The Pi lives inside the center stem. It is the brain of the installation — receiving input from all three consoles over WiFi, running pattern logic, and dispatching HTTP commands to each WLED stem. A USB microphone feeds a rolling RMS meter for automatic gain control, keeping sound-reactive effects calibrated across different venue volumes.
A dedicated local-area router with no internet connection. All devices — consoles, Pi, and WLED stems — connect to this router. Keeping the network isolated prevents interference, speeds up HTTP dispatch, and means the installation has no dependency on venue WiFi or internet service.
Three freestanding control consoles, each running an ESP32-C3 with a MCP23017 I²C GPIO expander. Each has a bank of repurposed 1970s organ rocker switches (Hall effect sensors, A3144) and a rotary encoder on a cast-iron or ship's wheel shaft. Consoles are positioned so no single person can reach all three — playing the organ requires strangers to collaborate.

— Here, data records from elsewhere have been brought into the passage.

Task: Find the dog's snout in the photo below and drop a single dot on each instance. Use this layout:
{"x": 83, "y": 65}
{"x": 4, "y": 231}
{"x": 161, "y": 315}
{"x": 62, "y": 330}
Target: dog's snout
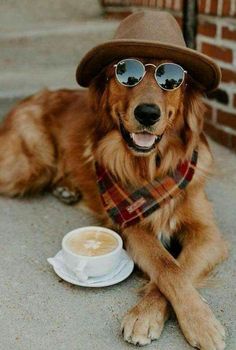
{"x": 147, "y": 114}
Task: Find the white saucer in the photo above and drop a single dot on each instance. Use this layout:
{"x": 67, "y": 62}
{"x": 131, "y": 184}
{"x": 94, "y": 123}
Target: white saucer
{"x": 68, "y": 275}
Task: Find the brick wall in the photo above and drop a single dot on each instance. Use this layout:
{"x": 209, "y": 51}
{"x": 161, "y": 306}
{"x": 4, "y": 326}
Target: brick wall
{"x": 216, "y": 37}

A SE-600-12 supplies 12V DC at up to 50A via a central Anderson Powerpole distribution block. Each stem receives 12V; a DROK buck converter inside each stem base steps down to 5V for the WLED ESP32 and exterior LED strips. Interior seed pixels run direct 12V. The Pi receives 5V via a separate USB adapter. Estimated peak draw ~600W; a single 20A stage circuit is sufficient.
Input: Operator flips lever or turns wheel on a console → ESP32-C3 reads Hall sensor state → sends WiFi packet to Pi via LAN router.
Processing: Pi pattern logic maps console state to WLED effect/palette/brightness parameters.
Output: Pi sends HTTP JSON to each stem's WLED instance → LEDs update in ~50ms.
Sound reactive: Pi mic AGC adjusts WLED gain every 2–4 seconds.